Austrian politician (born 1992)

Alexander Bernhuber (born 18 May 1992) is an Austrian politician of the Austrian People's Party (ÖVP) who was elected as a Member of the European Parliament in 2019.

==Early life and education==
Bernhuber completed his studies at the Francisco Josephinum Federal Higher Education and Research Institute in Wieselburg in July 2011. He earned a bachelor's degree in agricultural sciences in 2015 and a master's degree in crop science in 2018 from the University of Natural Resources and Life Sciences in Vienna.

He also completed his military service between October 2013 and April 2014.

==Career==
Since 2016, Bernhuber has been an Austrian delegate to the European Council of Young Farmers (CEJA). From November 2017 till November 2018 he was the Deputy Federal Director of the Austrian Rural Youth Organisation.

Bernhuber runs a farm with crops and beef cattle in Lower Austria In addition to his work as a farmer, he worked as an agricultural policy consultant in the Lower Austrian Farmers' Union.

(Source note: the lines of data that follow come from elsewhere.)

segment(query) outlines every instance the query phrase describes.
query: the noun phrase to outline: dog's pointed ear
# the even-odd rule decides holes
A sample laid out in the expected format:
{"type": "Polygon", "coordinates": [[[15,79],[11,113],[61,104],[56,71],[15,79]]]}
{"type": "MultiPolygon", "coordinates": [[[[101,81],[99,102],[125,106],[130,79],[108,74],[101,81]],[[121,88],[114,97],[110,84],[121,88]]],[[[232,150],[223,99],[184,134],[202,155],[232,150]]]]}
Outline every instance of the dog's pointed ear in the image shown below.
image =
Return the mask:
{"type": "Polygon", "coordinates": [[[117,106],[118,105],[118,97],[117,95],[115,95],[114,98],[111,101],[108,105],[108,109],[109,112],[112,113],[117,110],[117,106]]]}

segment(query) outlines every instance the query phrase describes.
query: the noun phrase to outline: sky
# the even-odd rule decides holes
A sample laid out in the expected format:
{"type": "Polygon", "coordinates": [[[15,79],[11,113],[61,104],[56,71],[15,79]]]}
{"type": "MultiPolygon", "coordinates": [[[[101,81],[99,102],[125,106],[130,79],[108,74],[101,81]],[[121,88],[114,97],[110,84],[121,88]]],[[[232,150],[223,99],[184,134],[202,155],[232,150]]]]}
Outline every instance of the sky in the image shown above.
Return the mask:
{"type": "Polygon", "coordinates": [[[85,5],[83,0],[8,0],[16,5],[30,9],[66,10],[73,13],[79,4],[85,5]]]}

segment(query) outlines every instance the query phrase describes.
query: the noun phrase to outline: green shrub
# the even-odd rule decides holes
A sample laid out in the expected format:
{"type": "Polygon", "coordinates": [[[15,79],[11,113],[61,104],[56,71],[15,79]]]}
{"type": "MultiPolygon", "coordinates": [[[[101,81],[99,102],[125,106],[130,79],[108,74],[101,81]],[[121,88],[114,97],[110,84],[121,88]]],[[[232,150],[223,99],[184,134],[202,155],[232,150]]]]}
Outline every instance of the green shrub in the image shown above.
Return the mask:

Since becoming a Member of the European Parliament, Bernhuber has been serving on the Committee on the Environment, Public Health and Food Safety; the Committee on Petitions and the Committee on Culture and Education. In addition to his committee assignments, he is part of the European Parliament Intergroup on Small and Medium-Sized Enterprises (SMEs).

He is active in the environmental field and has published a booklet called the Austrian Green Deal, which focuses on the implementation of the European Green Deal in Austria.